Monday, 20 July 2015

Love @ Staring



Love @ Staring
Love always comes as a surprise, you cannot resist. There is a saying: Ishq Par Zor Nahin Hai Yeh Woh Aatish hai, ‘Ghalib’, Jo Lagaaey Na Lage, Aur Bujhaaey Na Bane. This is a love story of a strong girl Simran from Punjab who falls in love with a loving and caring boy Raj from Kolkata.
Why the hell on this earth that boy is staring at me?” said Simran to one of her best friend Myra. I have seen this boy, this boy is staring me from the first day of my engineering day. One day I will knock down his head as I don’t feel comfortable when people do such things. “I think he is in deep love with you but not having courage to face you directly so he stares” said Myra to Simran. Simran shouted over Myra and told her that there is nothing called as love in this world and they left for the hostel.
This is how the semester got completed and they started staring each other without a single word and only one thing happened in the entire semester was “staring”. Same thing started again at the beginning of the second semester. I liked these stuffs but suddenly something came into my mind and I just get up from my seat and grabbed the seat next to him in the cafeteria. He was socked with my behavior. I asked him what he wants from me and why he is doing these things. I told that I belong to a family where caste and religion plays an important role. There is no future if we try to continue these things. I was talking like a hanged tape recorder without a single stop pause. The answer from the boy was unexpected, “are you an astrologer? Arey we have not tried yet so how can you come to a conclusion and left the cafeteria for the class. I also left for my next class after lunch.

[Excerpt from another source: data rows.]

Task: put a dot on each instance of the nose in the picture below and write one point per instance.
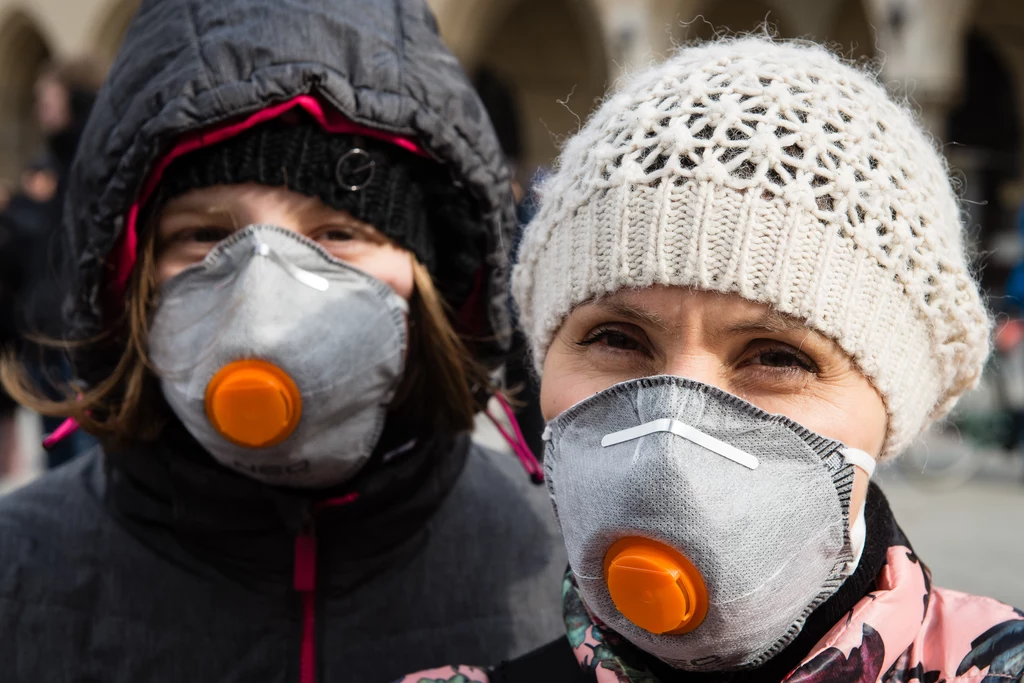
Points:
(253, 403)
(698, 365)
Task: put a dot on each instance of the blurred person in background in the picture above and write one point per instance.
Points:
(748, 284)
(64, 96)
(499, 98)
(286, 224)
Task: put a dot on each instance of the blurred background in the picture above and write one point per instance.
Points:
(542, 66)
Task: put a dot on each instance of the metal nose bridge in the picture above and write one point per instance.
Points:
(685, 431)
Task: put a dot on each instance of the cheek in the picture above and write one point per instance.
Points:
(390, 265)
(563, 383)
(167, 268)
(852, 413)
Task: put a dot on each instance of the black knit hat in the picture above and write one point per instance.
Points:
(409, 199)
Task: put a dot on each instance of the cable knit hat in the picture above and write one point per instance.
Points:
(776, 172)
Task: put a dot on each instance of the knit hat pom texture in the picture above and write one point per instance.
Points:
(776, 172)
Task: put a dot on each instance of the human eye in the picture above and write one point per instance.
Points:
(617, 338)
(202, 235)
(773, 356)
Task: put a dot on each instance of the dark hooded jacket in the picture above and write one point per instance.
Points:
(154, 563)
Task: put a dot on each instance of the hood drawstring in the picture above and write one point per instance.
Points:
(518, 441)
(64, 430)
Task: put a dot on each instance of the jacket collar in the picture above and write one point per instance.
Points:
(889, 606)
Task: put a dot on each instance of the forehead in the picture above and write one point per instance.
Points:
(667, 304)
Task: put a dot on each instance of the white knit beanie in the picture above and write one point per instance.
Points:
(774, 171)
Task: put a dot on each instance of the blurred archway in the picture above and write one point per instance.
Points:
(24, 53)
(111, 29)
(843, 25)
(548, 56)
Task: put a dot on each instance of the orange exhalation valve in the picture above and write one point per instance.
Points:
(253, 403)
(655, 587)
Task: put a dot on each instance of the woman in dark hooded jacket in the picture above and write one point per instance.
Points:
(287, 300)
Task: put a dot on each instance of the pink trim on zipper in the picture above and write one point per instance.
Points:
(64, 430)
(517, 442)
(333, 122)
(304, 583)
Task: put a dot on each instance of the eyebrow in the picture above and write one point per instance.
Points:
(771, 321)
(617, 306)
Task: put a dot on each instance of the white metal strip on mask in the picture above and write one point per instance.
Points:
(859, 459)
(689, 433)
(308, 279)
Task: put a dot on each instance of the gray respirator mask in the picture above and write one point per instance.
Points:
(699, 527)
(280, 358)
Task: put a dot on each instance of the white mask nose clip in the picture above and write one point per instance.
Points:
(689, 433)
(302, 275)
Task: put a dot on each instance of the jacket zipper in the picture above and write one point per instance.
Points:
(304, 583)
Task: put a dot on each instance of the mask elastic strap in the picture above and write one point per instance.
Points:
(859, 459)
(517, 442)
(64, 430)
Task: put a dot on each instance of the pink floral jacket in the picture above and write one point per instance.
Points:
(903, 631)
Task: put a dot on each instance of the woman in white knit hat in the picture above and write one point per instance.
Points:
(747, 285)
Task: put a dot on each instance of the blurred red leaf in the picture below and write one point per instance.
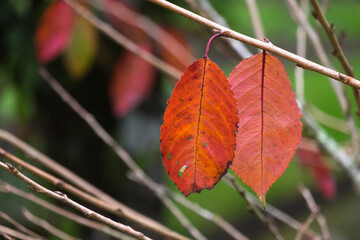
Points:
(198, 134)
(81, 52)
(269, 121)
(53, 31)
(131, 82)
(310, 157)
(120, 8)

This staring thing was still going on. That was the night that I can’t or don’t want to forget. I got a call from an unknown number. I picked up the call and it was his call. Although I was very happy with the call but from the front I started enquiring lots of things like how did he managed to get my number, why did he called me at this time. Being a girl I have to ask these things because I can’t say that I love the way he stares and the way he was talking over the phone. After having a long conversation over the phone, I was in a comfortable zone, I explained him the issues of my family’s conservative and old bloody religious thoughts. He convinced me that lets first understand each other and after that we will convince our parents if we are sure about relationship.
We continued our conversation for almost 6 months and on the first day of my 3rd semester when I was going for the registration process with him, he gifted me a box and told me to open that box in the hostel alone. He also told me that he will call me if you like the gift then call me immediately because knowing your thoughts is the only priority for me.
After registration, I went to the hostel and unwrapped the gift. It was having a small silver pendent with a pic of both of us and a letter stating I wanted to be in your neck for the rest of my life. Please tell me yes and I will promise you that I will manage my and your family. I just need your love and support, nothing else. I was crying like anything and forget to call him as I was thinking about various ifs and buts.
Next morning when I visited college he was neither in classroom nor in the cafeteria. I asked his roommate about Raj. He told me that he is not feeling good from yesterday night. I went to the hostel and knocked the door. He was having swallow and wet eyes.  I realized that I have done the blunder and I hugged him so hard with only one statement, “I am yours and you are mine”. He hugged me so tight that I can feel his heartbeats.
I was on cloud nine; I wanted to pause this time. I was having a best friend for life cum a very caring and loving life partner what a girl can think of. The 3 years were the best phase of my life. We are still together supporting each other in cementing ourselves in the corporate world, the first pillar to establish my love. This is a very important phase of my life because a stable career can help us in convincing our family. I know we are still having 3-4 years but sometimes I feel the dragon fire that what will happen if I will not the yes from the family members. I can run away with the boy but the marriage is not about just two people because it is about the entire family. We are working day and night on our first pillar of the love. Hope I will get the support of god as well in achieving my goal of “THE STARING LOVE”. If I will succeed, I will not say this as love at first sight but will say love at staring.